なぜ注目されているか
総合2992位 ↓ 24 ランクダウン
技書の森解説
携帯電話や家電、車載機器の内部では、パソコンとはまったく別系統の OS が動いています。その代表格である ITRON 系を生んだ TRON プロジェクトの専門誌が『 TRONWARE 』で、本書はその通巻 104 号、 2007 年 4 月にパーソナルメディアから刊行された号です。
2007 年前後の組込み分野は、機器の高機能化でソフトウェアの規模が膨らみ、開発の進め方そのものが問われていた時期でした。リアルタイム OS の仕様を核に、開発プラットフォームの T-Engine 、モノを識別するユビキタス ID へと広がっていた TRON 系技術は、まさにその渦中にあった体系です。本誌は一般のパソコン誌が扱わないこの領域を定点観測する媒体であり、各号がその時々のプロジェクトの動きと地続きになっています。

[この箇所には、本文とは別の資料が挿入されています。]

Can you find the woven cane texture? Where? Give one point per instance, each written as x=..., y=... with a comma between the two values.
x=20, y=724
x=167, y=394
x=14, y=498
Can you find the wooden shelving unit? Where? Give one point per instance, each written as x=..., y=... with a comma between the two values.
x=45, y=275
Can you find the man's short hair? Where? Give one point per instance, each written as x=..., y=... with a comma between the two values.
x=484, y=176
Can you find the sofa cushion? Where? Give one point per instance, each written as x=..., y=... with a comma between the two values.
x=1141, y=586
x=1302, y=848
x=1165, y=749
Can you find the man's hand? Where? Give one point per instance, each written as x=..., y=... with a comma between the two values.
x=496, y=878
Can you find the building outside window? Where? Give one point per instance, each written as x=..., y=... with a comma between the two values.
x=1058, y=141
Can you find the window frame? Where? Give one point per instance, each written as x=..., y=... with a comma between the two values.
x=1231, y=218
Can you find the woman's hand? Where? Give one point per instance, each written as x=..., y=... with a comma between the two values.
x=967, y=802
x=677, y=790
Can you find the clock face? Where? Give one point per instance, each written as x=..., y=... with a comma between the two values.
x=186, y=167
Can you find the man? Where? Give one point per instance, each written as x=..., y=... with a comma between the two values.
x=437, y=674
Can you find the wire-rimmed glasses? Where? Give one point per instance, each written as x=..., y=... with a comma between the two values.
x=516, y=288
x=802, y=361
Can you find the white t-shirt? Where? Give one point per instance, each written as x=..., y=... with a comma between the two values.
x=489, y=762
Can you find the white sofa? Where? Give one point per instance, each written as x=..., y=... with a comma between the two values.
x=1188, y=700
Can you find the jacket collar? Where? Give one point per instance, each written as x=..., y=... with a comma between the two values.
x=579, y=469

雑誌という体裁ですが、読者には組込みソフトウェアの基礎的な素養があると読みやすい、専門寄りの難易度です。当時を知る目的なら、単発の記事よりも号を追って読むことで技術の推移が立体的に見えてきます。 2007 年春という時点の断面を切り出したバックナンバーとして、組込み技術の変遷をたどる調べものの途中に置かれる号と言えます。